The transformation applying task consists of the folowing steps:

  • step 1: creating a PhysicalData object for the data to which the transformation will be applied
  • step 2: creating a PhysicalData object for the output data of the transformation
  • step 3: choosing the task: TransformationApplyTask
    • step 3a: adding the source data - a PhysicalData object of the data to be transformed
    • step 3b: adding the target data - a PhysicalData object for the result of the trasformation
    • step 3c: adding the transformation to be applied
    • step 3d: specifying direct mapping - which variables from input data are to be copied unchanged into the output set without any changes
  • step 4: executing the task

After execution of the Transformation Apply Task a new database table is created, which contains the transformed data. The resulting table name is inherited from the target PhysicalData name.

Automatic transformation

Most of AdvancedMiner mining algorithms support the Automatic Data Transformation option, which is shortcut method for transforming variables during a model building task. With this option data transformations are prepared on-the-fly using customizable transformation parameters. Customization is available through functionSettings | algorithmSettings | transformationSettings | internalTransformationsSettings (by double clicking on the transformation name and in the Properties window). The transformation are automatically executed just before model estimation step, however, the transformed data is not save in the database.

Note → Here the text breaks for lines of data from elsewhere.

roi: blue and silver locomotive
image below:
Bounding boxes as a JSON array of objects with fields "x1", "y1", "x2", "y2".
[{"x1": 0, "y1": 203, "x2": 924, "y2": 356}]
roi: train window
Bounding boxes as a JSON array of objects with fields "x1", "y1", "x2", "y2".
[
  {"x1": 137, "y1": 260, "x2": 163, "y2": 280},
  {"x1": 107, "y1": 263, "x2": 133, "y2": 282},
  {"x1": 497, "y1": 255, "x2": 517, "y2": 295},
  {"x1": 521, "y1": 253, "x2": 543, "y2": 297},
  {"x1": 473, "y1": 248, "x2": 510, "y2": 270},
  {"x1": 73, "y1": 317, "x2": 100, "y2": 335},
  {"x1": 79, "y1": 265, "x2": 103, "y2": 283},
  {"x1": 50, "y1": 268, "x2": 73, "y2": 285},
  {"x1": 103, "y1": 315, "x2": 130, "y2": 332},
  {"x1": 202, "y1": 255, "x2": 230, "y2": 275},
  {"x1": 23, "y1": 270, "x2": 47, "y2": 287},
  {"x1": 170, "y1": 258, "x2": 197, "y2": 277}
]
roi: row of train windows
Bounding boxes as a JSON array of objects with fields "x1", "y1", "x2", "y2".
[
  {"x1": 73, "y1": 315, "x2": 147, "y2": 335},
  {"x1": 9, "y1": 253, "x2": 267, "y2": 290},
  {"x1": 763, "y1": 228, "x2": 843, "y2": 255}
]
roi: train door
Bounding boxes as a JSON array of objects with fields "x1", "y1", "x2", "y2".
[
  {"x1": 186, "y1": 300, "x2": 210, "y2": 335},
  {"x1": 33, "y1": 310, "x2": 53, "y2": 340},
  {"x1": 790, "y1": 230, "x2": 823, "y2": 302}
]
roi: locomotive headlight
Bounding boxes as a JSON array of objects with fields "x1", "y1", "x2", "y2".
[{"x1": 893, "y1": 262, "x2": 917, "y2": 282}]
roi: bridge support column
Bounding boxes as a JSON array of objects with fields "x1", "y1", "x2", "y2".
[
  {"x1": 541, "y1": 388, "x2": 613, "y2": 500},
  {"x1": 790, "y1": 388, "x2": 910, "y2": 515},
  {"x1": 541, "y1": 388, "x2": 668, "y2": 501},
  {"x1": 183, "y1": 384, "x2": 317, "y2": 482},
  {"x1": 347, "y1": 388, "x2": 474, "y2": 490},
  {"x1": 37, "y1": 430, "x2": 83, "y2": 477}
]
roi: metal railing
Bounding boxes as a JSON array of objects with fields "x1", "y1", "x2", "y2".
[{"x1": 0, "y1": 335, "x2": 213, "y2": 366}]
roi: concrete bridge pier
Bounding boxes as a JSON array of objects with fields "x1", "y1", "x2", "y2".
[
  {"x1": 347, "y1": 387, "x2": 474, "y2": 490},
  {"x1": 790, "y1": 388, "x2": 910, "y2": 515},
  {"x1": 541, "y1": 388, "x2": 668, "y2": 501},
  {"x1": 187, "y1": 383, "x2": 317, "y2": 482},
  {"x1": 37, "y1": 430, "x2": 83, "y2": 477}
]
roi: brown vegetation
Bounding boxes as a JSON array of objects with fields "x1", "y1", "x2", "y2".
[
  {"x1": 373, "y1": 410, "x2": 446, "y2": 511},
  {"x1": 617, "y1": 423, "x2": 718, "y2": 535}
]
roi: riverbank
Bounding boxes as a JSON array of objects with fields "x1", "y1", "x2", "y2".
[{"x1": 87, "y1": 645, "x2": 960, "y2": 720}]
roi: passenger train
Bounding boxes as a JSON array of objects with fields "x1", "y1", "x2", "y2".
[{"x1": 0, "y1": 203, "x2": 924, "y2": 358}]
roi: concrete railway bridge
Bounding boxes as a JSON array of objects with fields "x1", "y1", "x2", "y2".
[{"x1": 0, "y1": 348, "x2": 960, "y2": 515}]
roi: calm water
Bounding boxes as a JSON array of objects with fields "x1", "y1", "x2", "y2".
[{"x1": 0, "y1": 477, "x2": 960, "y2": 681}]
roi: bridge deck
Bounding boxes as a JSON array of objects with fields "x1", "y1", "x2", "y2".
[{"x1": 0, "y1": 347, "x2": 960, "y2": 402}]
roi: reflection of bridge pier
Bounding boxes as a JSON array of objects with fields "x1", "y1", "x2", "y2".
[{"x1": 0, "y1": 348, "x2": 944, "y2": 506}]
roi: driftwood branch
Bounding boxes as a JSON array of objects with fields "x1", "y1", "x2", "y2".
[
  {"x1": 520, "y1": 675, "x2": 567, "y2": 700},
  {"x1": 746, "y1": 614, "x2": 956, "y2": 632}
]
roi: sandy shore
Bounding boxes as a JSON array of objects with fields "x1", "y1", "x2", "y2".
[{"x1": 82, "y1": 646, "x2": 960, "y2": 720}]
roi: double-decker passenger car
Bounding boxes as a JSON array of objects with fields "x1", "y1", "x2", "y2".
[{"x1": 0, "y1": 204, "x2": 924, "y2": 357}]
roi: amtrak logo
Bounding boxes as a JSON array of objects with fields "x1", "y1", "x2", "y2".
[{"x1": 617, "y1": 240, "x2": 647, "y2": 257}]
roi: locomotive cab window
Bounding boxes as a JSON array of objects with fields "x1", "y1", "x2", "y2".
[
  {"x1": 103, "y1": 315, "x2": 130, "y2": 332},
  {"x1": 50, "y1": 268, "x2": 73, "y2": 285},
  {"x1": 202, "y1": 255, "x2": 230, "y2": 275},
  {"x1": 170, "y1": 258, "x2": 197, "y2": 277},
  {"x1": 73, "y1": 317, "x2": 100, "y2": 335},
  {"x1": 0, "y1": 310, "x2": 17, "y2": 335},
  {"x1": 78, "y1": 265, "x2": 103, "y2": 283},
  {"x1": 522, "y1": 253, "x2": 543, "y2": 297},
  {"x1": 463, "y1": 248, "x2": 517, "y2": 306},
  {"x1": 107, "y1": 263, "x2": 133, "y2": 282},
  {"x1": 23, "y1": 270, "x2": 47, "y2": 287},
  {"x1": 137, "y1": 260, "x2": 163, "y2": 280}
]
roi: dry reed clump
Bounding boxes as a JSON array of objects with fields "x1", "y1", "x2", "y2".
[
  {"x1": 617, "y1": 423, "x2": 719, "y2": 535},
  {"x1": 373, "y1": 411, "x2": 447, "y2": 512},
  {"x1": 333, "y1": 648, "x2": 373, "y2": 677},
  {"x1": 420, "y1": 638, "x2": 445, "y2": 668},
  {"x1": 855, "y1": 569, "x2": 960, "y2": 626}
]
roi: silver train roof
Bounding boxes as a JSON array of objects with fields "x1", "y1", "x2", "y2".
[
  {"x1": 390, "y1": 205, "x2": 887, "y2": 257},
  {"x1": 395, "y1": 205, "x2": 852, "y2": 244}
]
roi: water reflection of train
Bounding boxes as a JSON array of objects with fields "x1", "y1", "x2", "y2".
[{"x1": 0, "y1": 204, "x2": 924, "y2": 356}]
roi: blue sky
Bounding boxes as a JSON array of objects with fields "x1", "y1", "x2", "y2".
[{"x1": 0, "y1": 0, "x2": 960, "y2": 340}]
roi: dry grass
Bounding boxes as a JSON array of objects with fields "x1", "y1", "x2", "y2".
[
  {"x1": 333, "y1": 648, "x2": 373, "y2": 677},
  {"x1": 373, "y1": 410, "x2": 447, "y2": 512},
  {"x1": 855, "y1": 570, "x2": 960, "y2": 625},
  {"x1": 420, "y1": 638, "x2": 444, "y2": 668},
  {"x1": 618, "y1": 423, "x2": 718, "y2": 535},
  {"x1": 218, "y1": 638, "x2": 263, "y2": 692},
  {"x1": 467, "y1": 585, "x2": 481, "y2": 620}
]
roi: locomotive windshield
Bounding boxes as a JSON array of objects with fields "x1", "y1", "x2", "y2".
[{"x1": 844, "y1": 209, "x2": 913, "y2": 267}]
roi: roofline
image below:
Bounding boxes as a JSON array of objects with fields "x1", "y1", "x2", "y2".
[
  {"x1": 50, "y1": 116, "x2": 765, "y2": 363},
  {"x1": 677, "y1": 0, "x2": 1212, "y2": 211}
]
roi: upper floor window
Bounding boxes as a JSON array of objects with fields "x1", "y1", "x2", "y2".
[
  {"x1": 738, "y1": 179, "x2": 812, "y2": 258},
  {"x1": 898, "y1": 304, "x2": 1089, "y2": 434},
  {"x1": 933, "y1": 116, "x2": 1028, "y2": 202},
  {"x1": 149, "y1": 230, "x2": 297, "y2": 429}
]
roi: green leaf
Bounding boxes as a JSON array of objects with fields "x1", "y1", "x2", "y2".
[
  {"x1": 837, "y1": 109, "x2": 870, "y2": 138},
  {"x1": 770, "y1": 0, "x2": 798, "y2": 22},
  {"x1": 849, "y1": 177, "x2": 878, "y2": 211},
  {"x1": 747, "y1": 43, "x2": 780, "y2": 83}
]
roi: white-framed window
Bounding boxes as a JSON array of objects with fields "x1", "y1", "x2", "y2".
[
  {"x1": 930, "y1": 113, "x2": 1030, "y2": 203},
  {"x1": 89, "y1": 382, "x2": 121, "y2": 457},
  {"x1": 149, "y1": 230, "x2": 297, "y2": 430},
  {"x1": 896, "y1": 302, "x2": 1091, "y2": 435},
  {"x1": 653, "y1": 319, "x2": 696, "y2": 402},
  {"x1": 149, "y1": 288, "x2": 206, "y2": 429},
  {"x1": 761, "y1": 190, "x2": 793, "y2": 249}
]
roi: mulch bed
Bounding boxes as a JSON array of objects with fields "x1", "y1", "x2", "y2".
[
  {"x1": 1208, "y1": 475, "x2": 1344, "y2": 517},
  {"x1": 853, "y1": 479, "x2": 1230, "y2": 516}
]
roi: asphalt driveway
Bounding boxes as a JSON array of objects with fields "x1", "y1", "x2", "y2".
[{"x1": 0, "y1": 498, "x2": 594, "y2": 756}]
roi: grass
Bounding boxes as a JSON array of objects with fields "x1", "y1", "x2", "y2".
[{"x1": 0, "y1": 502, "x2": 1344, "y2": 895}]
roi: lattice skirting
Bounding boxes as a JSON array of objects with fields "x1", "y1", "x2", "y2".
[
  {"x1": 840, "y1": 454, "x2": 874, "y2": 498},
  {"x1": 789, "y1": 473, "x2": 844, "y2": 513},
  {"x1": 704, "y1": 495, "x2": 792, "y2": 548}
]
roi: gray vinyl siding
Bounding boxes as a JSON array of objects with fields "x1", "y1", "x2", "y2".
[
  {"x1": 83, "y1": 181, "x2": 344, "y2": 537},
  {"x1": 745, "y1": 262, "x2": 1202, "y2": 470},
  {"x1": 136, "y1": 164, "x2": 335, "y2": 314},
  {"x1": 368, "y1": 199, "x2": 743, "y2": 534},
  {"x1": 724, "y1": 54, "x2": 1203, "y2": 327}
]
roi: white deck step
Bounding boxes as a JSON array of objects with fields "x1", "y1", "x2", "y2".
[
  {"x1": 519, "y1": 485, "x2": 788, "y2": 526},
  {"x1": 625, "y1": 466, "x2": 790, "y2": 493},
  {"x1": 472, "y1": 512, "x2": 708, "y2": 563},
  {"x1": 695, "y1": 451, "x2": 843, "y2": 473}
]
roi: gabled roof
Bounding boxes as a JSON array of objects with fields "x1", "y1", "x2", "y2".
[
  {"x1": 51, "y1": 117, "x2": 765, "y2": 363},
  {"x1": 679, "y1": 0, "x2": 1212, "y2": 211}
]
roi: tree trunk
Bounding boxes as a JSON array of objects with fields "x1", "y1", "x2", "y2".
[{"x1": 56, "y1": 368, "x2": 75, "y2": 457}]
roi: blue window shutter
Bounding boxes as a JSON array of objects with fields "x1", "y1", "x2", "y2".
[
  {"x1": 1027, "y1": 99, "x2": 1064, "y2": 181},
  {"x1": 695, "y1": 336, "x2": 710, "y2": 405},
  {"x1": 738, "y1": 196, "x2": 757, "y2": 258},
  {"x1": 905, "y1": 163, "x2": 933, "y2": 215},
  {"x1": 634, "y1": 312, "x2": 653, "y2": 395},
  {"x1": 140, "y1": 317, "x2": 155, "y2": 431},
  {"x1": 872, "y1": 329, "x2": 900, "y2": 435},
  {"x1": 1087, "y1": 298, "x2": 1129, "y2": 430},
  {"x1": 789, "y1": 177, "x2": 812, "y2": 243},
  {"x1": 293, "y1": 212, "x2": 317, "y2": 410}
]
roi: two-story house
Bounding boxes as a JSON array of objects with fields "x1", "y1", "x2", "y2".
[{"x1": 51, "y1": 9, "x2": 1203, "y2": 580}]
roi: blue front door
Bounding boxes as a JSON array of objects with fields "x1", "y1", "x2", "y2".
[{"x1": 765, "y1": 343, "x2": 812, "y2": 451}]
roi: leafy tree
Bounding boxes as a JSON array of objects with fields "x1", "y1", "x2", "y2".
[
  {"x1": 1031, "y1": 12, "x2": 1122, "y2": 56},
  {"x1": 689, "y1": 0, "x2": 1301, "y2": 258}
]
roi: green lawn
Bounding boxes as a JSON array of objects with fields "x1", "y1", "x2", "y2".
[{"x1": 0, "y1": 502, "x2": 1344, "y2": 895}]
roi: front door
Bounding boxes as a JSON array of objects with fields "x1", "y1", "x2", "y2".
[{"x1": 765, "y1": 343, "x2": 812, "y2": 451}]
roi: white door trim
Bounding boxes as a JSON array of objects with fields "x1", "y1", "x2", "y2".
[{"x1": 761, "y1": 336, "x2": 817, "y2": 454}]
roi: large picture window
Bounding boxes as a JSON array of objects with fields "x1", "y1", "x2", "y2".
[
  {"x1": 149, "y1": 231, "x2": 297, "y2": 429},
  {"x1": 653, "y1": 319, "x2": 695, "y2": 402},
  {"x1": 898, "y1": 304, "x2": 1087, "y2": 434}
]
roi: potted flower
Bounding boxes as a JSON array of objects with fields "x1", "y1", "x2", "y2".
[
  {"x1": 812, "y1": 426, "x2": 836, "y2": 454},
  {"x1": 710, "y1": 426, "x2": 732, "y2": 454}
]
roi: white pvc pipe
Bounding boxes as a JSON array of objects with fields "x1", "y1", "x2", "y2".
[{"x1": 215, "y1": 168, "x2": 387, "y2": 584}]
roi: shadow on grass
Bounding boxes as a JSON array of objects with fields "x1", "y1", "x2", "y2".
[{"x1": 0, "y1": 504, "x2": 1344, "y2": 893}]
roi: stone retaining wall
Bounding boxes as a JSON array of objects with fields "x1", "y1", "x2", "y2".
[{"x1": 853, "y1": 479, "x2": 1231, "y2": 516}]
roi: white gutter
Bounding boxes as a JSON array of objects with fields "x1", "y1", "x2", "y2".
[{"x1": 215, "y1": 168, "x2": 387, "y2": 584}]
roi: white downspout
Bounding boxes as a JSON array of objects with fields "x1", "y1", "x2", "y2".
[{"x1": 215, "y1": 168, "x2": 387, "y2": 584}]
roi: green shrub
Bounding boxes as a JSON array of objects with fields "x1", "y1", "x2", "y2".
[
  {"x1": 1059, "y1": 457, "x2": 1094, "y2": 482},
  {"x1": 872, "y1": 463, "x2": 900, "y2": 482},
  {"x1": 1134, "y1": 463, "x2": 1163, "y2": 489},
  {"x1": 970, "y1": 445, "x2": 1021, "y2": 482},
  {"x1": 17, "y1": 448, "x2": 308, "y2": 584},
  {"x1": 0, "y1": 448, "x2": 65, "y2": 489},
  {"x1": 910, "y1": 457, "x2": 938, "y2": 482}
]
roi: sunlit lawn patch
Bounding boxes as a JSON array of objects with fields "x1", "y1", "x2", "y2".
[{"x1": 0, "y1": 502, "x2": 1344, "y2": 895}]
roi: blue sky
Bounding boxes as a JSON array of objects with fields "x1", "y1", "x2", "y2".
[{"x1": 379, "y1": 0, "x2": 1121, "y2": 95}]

Figure 4.1. Algorithm Settings: Transformation Settings

Algorithm Settings: Transformation Settings

Figure 4.2. Algorithm Settings: Automatic Data Transformations Option

Algorithm Settings: Automatic Data Transformations Option

Examples

The scripts below shows how to work with transformation tasks.

Example 4.40. A sample transformation script

table 'data_sample':
    a b c
    2           'a5'             -4
    10          'abcde5'         8

pd = PhysicalData('data_sample')
save('pd', pd)
ld = LogicalData(pd)
save('ld', ld)

# Create the TransformationSettings object
transformationSettings = BinarizeSettings() # or StandardizeSetting, NormalizeSettings etc.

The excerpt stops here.